Trad. A. García Schnetzer. Ilust. Antonio Seguí. Libros del Zorro Rojo, Barcelona, 2010. 170 pp. 20,95 €
José Gutiérrez Román
Como siempre, hay varias formas de adentrarse en un libro. Propongo que nos olvidemos de la relevancia que Fernando Pessoa tiene hoy en la historia de la literatura y veamos sólo al que era en 1920: un hombre de 31 años, y con una vida aparentemente trivial (oficinista y traductor de la correspondencia en la compañía lisboeta «Félix Valladas & Freitas»), que un día conoce a Ophélia Queiroz, una joven de 19 años contratada por la misma empresa, y de la que queda prendado. Comienza entonces una curiosa relación de amor entre ambos, cuyo pilar fundamental son las cartas que se envían. Ophélia pasa a otra oficina en Lisboa, sus encuentros se reducen a breves paseos desde el trabajo a casa y a fulminantes apariciones de Pessoa bajo su ventana. Nadie sabe nada, todo permanece en secreto. Y todo es casto, pueril incluso y, a la vez, o quizá por ello, delicioso. Hay cajitas de caramelos con pequeñas notas en su interior que aparecen en el escritorio de Ophélia, y hay diminutivos y mimos impúdicos: «mi Bebé pequeño, almohadita de color de rosa para clavarle besos (¡qué gran disparate!)». Se fantasea con la idea del matrimonio, los amantes se piden pruebas de amor, aparecen reproches: nada que no sea habitual. Pero la vida de Fernando Pessoa no parece dispuesta a dejarse llevar por ese camino. Se queja, sufre a menudo amigdalitis, está cansado y reclama ser querido; sin embargo, él no es capaz de dejarse amar ni tampoco de entregarse. Como dice Tabucchi en su acertado prólogo, «Pessoa escogió la literatura simplemente porque no podía escoger el amor». Vive en muchas vidas al mismo tiempo, y ella no acaba de entenderlo, o lo entiende pero cree poder cambiarlo. El caso es que ese oficinista finalmente se rinde ante sí mismo y en una esclarecedora y brillante carta (la número 36) decide poner a fin al noviazgo: «Mi destino pertenece a otra Ley, cuya existencia Ophelinha desconoce, y está cada vez más subordinado a la obediencia a Maestros que no consienten ni perdonan». Es noviembre de 1920 y han pasado nueve meses desde la primera carta.

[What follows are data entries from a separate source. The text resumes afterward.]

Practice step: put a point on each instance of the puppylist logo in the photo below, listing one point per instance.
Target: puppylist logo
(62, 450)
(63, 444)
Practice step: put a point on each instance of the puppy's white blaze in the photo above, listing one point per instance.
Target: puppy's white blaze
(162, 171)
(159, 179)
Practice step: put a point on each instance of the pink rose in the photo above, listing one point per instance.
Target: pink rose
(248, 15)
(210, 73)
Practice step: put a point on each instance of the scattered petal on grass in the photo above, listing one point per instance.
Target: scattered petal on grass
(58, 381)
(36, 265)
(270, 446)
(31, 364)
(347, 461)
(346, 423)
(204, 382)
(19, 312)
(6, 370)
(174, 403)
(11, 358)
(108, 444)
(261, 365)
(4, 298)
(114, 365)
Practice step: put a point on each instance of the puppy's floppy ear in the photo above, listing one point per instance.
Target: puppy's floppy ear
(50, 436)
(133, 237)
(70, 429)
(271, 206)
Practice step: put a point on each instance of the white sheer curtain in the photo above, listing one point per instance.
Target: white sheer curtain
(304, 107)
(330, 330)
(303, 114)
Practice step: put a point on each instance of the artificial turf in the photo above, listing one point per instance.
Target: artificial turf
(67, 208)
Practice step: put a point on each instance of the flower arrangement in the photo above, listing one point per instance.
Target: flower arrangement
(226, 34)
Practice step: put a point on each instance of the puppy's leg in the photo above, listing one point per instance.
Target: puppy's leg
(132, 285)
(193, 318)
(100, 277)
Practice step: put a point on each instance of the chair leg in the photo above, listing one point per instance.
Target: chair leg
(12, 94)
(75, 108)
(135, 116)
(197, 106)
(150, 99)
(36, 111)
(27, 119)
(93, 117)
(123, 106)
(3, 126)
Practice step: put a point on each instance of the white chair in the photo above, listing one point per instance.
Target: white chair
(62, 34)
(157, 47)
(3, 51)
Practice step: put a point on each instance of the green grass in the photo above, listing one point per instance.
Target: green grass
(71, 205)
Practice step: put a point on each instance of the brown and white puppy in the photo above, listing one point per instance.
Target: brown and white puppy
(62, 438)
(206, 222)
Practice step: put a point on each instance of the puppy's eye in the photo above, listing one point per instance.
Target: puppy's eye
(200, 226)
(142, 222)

Sin embargo, la cosa no queda ahí. Nueve años más tarde, en septiembre de 1929, retoman la correspondencia y la relación gracias a una foto que Fernando le regala al sobrino de Ophélia, el poeta Carlos Queiroz. Surgen de nuevo las dudas esperanzadoras, la posibilidad de amar, pero todo se resuelve del mismo modo para Pessoa: «De casarme, sólo lo haría con usted. Queda por saber si el matrimonio, el hogar (o como quieran llamarle) son cosas compatibles con mi vida interior. Lo dudo». En el inicio de 1930 Fernando Pessoa envía su última misiva a Ophélia Queiroz. Fin. Y habremos disfrutado de una hermosa novelita epistolar marcada por la interesante y desconcertante personalidad del protagonista, ese tal Fernando Pessoa.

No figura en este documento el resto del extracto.